In 1976, I bought a copy of Anne Rice’s debut novel Interview with the Vampire. I was a fan of horror films and books and I thought this one would be right up my alley. It wasn’t. I forced myself to read the first several chapters. It was like a high school reading assignment. It was tedious and I could not stay focused. I put the book down and never picked it up again – leaving it unfinished in a drawer.
In 2015, my wife and I visited New Orleans. As with most trips, I always do my best to squeeze in a visit to a local cemetery and places of “death-related” interest in between “regular” sightseeing. As with all of my cemetery adventures, I have to do a bit of research beforehand. I discovered that, while she no longer called “The Big Easy” home, Anne Rice still owned property in the city’s lovely Garden District. I also found out some other things about the prolific author.

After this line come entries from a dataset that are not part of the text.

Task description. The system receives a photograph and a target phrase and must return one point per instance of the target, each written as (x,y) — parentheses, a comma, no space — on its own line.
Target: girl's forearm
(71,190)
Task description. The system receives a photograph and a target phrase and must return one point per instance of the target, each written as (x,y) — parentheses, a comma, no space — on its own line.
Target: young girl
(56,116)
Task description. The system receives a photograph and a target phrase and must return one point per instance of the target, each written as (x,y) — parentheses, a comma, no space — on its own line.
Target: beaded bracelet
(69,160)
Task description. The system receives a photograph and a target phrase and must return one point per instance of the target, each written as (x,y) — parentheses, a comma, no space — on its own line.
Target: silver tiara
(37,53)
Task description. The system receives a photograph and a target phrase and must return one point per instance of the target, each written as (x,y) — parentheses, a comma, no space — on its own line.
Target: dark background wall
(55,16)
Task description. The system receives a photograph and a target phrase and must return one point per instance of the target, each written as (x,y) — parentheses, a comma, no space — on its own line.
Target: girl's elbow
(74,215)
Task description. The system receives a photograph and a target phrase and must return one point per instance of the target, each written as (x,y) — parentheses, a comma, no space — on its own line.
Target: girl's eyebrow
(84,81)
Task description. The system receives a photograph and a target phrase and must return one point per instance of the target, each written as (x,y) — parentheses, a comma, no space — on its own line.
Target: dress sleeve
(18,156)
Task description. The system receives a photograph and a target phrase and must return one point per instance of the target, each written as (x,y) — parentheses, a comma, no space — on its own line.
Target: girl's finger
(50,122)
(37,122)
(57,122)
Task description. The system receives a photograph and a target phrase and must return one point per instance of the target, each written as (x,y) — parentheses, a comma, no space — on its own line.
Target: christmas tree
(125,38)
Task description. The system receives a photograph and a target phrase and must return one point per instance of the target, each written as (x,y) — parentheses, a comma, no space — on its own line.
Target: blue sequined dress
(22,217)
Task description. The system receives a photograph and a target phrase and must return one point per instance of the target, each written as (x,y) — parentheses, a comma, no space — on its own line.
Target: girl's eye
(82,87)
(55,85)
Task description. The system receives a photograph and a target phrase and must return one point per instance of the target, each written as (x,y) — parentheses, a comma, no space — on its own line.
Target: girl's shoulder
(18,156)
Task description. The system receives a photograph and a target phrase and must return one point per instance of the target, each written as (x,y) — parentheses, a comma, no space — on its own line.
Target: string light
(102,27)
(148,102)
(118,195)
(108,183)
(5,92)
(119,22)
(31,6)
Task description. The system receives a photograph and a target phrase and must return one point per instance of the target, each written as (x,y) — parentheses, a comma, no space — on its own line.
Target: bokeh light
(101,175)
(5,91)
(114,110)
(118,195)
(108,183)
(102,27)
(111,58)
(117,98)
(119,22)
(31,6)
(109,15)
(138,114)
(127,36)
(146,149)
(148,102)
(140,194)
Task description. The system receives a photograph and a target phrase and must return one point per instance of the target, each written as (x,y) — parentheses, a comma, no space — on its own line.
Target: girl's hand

It seems that she wrote Interview with the Vampire as sort of a mourning catharsis. She and her husband Stan (also a writer) had lost their daughter Michele, who passed away from leukemia at the age of five.
Anne, who was raised a strict Catholic, struggled with religion her entire life. She was devout until she wasn’t, embracing an atheist outlook, only to return to the Church later in life… only to leave again after a vocal criticism of policies.. She suffered physically, as well. She fell into a diabetic coma and nearly died in 1998. A few years later, she teetered at death’s door with a bowel blockage that required emergency surgery. In between her two medical issues, her husband Stan passed away from brain cancer at the age of 60.
The subject matter of Anne’s writing was varied and ambitious. She wrote predominately in the horror genre. Under pseudonyms, she penned several volumes of gothic erotic fiction. Later, she ventured into religious historical fiction… and she was successful in all of her endeavors.
Anne passed away in December 2021 at the age of 80. She will be interred with her husband and daughter in a beautiful mausoleum in Metairie Cemetery in New Orleans.
Perhaps, I’ll pick up my copy of Interview with the Vampire and give it another chance.